Pero al parecer ese restaurante era el de los padres del genio, en el que él se crió y donde aprendió a manejar sus primeros fogones. Y eso se lleva en el corazón. Bueno, vale. (Pero cuando yo estuve le habían hecho por dentro una especie de "refrescamiento" que tampoco era demasiado afortunado). Ahora lo han pintado de blanco y lo han dejado más limpio y agradable por fuera, pero por dentro no sé cómo estará: Hace tiempo que no me invita ningún promotor.
El otro día pasé por Esquivias (Toledo), aún más cerca de mi pueblo que Illescas, y vi que el negocio de este maestro de cocineros se ha ampliado y que tiene allí una nave destinada a catering.
Me dio una sofoquina. Tuve que dar un frenazo, bajarme del coche y hacer unas fotos. En una hilera de naves industriales esta de El Bohío es la única customizada con una visera de teja y, sí, amigos, con dos molinitos en las esquinas de esa visera.
Diormío, Diormío, Diormío.
El molinito ha perdido sus aspas de plástico.
"No puede ser", me dije. "No puede ser". Y, efectivamente, no podía ser.
Busqué en google street y vi que esa nave había sido ocupada antes por un restaurante. (Es más, ahora recuerdo que en ese restaurante hicimos hace unos cuantos años la cena de navidad los de la big band, y cenamos bien y barato un menú concertado).
Restaurante "La Mancha II", con un molinito ya desaspado y el otro aún con las aspas puestas.
No le echemos los perros a nuestro chef: Encontró la nave ya así. (Hay que tener valor). Pero en todo caso habría que decirle que ya que ha quitado los rótulos y el molino de arriba, y ha pintado la fachada, podría seguir con el desmontaje de la visera de tejas. Pero me da la impresión de que se queda ya así. Está todo muy pintado de blanco, y con el rótulo terminado. No me pega que se ponga ahora a generar más polvo y escombros. Pero es que no ha quitado ni los molinitos.
Esperemos a ver si aún no ha terminado de limpiar y retocar o si ya se quedará así. (Siempre nos podrá decir que lo deja porque "respeta el producto", aunque siempre le podremos contestar que el producto es deleznable y no merece ningún respeto. O que entonces lo respete todo, incluso el molino de coronación).
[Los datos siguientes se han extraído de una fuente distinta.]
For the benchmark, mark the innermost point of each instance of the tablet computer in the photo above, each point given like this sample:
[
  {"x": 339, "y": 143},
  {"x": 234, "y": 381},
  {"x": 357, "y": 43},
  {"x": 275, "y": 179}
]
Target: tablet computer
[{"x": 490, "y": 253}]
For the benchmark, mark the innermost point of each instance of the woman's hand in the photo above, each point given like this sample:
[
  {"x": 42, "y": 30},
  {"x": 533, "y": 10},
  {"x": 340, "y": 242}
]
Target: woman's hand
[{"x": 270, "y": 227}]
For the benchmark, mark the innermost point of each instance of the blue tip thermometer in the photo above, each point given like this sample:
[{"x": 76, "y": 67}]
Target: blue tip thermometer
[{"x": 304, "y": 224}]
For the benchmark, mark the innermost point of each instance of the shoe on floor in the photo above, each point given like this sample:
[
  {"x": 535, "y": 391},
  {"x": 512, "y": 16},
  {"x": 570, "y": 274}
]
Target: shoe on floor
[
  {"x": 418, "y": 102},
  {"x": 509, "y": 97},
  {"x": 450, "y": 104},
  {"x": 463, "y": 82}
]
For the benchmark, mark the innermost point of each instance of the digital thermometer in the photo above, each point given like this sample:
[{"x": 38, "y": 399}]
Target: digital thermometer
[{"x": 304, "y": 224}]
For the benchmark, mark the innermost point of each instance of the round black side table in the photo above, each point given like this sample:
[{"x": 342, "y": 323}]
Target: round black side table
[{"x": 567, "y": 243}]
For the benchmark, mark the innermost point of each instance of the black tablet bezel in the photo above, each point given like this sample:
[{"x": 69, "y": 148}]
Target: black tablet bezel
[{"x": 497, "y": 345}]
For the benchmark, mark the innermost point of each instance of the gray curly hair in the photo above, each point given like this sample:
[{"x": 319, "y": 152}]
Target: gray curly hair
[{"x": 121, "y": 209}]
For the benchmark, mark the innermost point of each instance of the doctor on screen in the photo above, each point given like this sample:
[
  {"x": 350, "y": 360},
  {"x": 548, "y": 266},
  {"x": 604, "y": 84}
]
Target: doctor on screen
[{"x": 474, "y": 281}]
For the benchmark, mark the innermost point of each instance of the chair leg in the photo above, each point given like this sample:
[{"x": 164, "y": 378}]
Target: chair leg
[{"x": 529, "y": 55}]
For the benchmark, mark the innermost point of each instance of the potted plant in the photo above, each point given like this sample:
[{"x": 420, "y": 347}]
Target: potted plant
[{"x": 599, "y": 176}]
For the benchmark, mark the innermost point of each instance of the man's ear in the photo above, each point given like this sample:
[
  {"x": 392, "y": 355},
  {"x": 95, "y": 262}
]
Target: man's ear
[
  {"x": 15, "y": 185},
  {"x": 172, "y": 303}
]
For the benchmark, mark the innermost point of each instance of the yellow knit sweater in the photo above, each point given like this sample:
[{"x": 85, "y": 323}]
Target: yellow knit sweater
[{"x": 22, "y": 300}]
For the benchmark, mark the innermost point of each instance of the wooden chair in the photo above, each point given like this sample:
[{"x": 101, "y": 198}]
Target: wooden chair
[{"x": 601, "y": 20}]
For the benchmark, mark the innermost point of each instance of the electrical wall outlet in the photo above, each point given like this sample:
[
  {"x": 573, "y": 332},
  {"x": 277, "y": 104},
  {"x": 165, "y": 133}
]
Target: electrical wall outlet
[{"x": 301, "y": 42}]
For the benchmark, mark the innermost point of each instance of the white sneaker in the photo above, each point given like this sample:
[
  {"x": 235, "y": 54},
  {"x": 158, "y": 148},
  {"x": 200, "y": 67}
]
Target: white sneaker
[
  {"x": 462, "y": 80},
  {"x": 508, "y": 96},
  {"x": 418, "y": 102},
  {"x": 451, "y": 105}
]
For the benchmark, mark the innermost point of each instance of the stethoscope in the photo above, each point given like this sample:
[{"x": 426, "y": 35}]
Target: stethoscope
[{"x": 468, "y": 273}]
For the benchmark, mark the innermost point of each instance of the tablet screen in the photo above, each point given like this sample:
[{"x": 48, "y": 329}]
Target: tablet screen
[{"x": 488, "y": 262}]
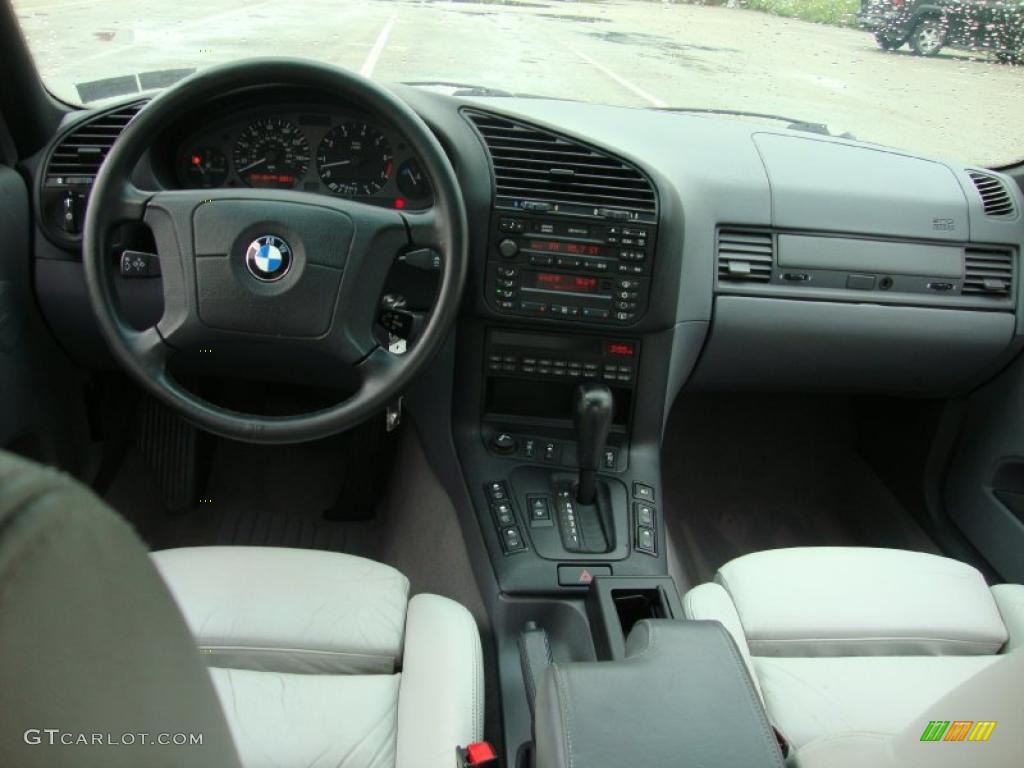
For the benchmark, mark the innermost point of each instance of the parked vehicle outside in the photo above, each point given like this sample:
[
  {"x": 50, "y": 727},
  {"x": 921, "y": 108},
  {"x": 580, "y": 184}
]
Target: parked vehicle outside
[{"x": 929, "y": 26}]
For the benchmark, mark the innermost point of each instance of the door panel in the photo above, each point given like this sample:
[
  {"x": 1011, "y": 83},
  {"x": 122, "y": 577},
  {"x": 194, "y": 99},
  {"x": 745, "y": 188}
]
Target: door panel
[
  {"x": 34, "y": 418},
  {"x": 984, "y": 491}
]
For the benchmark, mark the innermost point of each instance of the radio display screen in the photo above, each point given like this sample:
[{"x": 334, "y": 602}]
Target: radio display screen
[
  {"x": 558, "y": 282},
  {"x": 570, "y": 249}
]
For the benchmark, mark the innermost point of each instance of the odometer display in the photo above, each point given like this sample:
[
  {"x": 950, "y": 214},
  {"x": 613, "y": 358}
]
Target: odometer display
[
  {"x": 271, "y": 152},
  {"x": 354, "y": 159}
]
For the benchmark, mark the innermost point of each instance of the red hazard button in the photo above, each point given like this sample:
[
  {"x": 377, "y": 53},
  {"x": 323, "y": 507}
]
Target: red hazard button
[{"x": 581, "y": 576}]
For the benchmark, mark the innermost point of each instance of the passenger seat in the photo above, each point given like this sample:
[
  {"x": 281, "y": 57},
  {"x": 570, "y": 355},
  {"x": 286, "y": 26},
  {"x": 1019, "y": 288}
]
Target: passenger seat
[{"x": 847, "y": 642}]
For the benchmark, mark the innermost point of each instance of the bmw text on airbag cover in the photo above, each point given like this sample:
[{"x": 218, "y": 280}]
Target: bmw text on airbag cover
[{"x": 268, "y": 257}]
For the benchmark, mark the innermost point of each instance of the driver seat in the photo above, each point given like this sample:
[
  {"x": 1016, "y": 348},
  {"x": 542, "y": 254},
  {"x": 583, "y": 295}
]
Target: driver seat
[{"x": 276, "y": 656}]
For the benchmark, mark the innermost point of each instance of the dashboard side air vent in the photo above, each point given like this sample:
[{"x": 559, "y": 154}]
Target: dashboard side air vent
[
  {"x": 988, "y": 271},
  {"x": 994, "y": 196},
  {"x": 744, "y": 255},
  {"x": 82, "y": 151},
  {"x": 536, "y": 169}
]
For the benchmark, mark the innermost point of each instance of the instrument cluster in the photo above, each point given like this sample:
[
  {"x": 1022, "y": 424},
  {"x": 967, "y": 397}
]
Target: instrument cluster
[{"x": 309, "y": 148}]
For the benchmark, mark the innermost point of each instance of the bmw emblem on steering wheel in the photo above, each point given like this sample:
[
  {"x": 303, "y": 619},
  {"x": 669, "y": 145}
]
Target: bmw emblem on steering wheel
[{"x": 268, "y": 257}]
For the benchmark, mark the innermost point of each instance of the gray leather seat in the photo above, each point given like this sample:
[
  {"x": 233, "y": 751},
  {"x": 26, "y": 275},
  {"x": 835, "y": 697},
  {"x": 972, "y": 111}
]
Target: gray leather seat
[
  {"x": 321, "y": 658},
  {"x": 861, "y": 642},
  {"x": 290, "y": 657}
]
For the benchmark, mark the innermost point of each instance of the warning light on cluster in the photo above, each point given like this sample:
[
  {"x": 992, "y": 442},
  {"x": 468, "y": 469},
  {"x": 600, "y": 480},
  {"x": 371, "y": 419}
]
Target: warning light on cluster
[{"x": 620, "y": 349}]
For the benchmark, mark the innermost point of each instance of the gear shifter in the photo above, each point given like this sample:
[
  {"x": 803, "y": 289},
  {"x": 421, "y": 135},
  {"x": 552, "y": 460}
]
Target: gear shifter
[{"x": 593, "y": 409}]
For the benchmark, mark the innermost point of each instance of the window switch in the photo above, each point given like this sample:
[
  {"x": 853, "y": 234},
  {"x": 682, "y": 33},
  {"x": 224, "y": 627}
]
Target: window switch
[
  {"x": 646, "y": 540},
  {"x": 645, "y": 514}
]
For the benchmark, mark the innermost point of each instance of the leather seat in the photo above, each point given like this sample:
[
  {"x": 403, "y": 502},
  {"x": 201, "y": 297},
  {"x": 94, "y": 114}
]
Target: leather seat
[
  {"x": 321, "y": 658},
  {"x": 311, "y": 658},
  {"x": 844, "y": 641}
]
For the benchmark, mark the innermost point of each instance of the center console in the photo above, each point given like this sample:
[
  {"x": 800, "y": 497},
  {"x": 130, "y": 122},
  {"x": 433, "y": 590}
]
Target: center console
[
  {"x": 543, "y": 265},
  {"x": 551, "y": 376}
]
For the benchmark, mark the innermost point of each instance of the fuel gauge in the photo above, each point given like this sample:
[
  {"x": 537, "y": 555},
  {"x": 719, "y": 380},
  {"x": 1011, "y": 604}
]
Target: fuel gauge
[
  {"x": 205, "y": 168},
  {"x": 412, "y": 181}
]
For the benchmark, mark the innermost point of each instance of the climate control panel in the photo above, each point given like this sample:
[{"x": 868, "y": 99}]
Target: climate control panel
[{"x": 573, "y": 268}]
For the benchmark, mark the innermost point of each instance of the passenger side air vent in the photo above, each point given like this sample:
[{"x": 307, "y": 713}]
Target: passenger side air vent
[
  {"x": 536, "y": 169},
  {"x": 988, "y": 271},
  {"x": 745, "y": 256},
  {"x": 80, "y": 154},
  {"x": 994, "y": 196}
]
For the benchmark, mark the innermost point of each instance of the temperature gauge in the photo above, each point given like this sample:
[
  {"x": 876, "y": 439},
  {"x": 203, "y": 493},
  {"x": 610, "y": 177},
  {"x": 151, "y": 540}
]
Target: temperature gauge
[{"x": 204, "y": 168}]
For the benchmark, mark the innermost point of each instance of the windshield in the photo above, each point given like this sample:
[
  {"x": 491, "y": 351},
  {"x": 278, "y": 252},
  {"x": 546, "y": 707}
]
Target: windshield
[{"x": 891, "y": 72}]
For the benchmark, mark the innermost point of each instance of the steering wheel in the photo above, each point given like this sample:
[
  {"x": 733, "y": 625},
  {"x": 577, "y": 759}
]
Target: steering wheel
[{"x": 281, "y": 268}]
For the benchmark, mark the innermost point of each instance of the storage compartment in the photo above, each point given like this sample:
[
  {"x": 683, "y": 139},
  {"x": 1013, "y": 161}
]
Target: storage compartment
[
  {"x": 680, "y": 696},
  {"x": 615, "y": 605},
  {"x": 768, "y": 343}
]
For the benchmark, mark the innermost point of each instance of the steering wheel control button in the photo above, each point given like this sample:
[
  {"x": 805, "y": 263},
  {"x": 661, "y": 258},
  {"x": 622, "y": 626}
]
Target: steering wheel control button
[
  {"x": 139, "y": 264},
  {"x": 268, "y": 258}
]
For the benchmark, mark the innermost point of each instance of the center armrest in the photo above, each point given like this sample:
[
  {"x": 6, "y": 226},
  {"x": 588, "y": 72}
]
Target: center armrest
[{"x": 682, "y": 696}]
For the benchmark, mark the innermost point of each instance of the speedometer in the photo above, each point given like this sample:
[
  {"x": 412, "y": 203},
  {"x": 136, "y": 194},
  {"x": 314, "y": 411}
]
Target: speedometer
[
  {"x": 271, "y": 152},
  {"x": 354, "y": 159}
]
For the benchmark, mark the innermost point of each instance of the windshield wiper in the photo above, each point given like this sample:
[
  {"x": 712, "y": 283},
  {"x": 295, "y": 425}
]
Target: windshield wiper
[
  {"x": 460, "y": 89},
  {"x": 793, "y": 123},
  {"x": 468, "y": 89}
]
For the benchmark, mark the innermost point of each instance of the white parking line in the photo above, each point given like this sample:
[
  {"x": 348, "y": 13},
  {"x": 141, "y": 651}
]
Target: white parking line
[
  {"x": 375, "y": 53},
  {"x": 653, "y": 100},
  {"x": 196, "y": 24}
]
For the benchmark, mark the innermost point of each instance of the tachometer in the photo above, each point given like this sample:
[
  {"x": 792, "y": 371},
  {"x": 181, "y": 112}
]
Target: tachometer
[
  {"x": 354, "y": 159},
  {"x": 271, "y": 152}
]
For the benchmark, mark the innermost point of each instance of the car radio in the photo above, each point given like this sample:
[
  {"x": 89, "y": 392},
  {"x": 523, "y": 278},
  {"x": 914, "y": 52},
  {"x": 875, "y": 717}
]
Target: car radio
[{"x": 581, "y": 269}]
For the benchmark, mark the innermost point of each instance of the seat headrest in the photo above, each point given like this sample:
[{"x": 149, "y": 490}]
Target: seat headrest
[{"x": 93, "y": 651}]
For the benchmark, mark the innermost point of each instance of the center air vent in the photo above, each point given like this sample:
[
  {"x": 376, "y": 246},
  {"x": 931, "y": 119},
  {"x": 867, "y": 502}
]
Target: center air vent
[
  {"x": 80, "y": 154},
  {"x": 744, "y": 256},
  {"x": 544, "y": 169},
  {"x": 994, "y": 196},
  {"x": 988, "y": 271}
]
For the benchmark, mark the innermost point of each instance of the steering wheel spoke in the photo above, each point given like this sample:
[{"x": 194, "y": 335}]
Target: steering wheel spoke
[
  {"x": 129, "y": 203},
  {"x": 150, "y": 348},
  {"x": 425, "y": 228}
]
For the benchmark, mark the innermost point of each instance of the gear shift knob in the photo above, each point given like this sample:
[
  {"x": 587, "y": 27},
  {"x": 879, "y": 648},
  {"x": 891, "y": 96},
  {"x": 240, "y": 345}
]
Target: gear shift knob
[{"x": 593, "y": 409}]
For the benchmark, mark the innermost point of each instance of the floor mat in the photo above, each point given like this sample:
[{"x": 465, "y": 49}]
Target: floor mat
[{"x": 742, "y": 473}]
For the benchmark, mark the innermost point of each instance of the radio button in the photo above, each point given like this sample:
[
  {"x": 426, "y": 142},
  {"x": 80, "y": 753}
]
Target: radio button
[
  {"x": 511, "y": 225},
  {"x": 508, "y": 248}
]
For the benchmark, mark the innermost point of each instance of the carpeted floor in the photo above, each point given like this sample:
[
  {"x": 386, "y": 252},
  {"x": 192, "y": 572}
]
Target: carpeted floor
[{"x": 743, "y": 473}]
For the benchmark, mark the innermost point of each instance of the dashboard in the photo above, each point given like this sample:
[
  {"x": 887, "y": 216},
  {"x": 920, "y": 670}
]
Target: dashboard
[
  {"x": 762, "y": 257},
  {"x": 306, "y": 146}
]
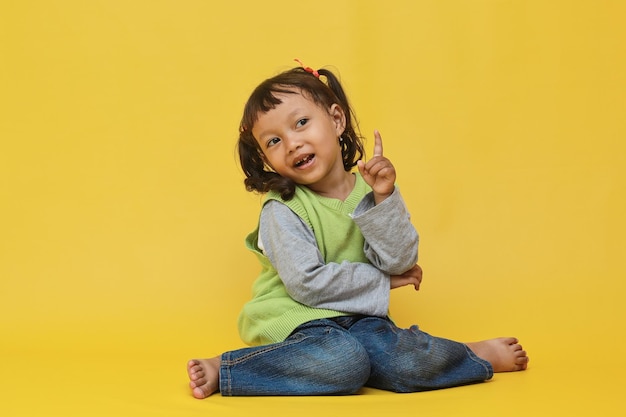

En todo caso, este negocio funciona y por ahora se exhibe así. Tiene ya su rótulo, con todo su prestigio, y ofrece esa imagen con descaro, para que algunos demos un frenazo y pongamos en riesgo nuestra integridad física. (No es solo el peligro del frenazo en sí, sino el de seguir conduciendo hasta Seseña con taquicardia y extrasístoles, y gritando "mecagüenlá, mecagüenlá, mecagüenlá, mecagüenlá").
Repito: Quien un día se burló de esto:
hoy nos muestra esto como imagen de su empresa:
Yo creo que aquel tristemente famoso "león come gamba" era más cocina que el "molinito sin aspas" arquitectura. Aquello sí que me lo comería, esto no.
Pero lo más curioso es que por delante de esas naves pasan todos los días centenares de coches y nadie da un frenazo, nadie se indigna, nadie se escandaliza. Lo ven bien. Quien ve esa fachada dice: "mira, el del masterché ha puesto aquí un negocio", e incluso sonríe con alegría porque a todo el mundo le gusta que un artista famoso se instale en su zona. Y que traiga riqueza y dé trabajo.
Esos mismos conductores felices por la visera y los molinitos, que ven el programa de cocina y lo disfrutan, sí que se indignarían ante un plato elaborado con unas varitas de merluza congelada aderezadas con mayonesa de bote, pasadas de sal y rematadas con dos gominolas decorativas (los molinitos). Y se frotarían cómplices las manos cuando el duro magister coquus le dijera al pobre y zafio aprendiz que no ha sido coherente, orgánico, sensible, y que, sobre todo, no ha respetado el producto.
Hombre, por favor: Respetemos el producto. Aunque solo sea eso. Respetemos el producto y mis sofoquinas, pordió, que me va a dar algo.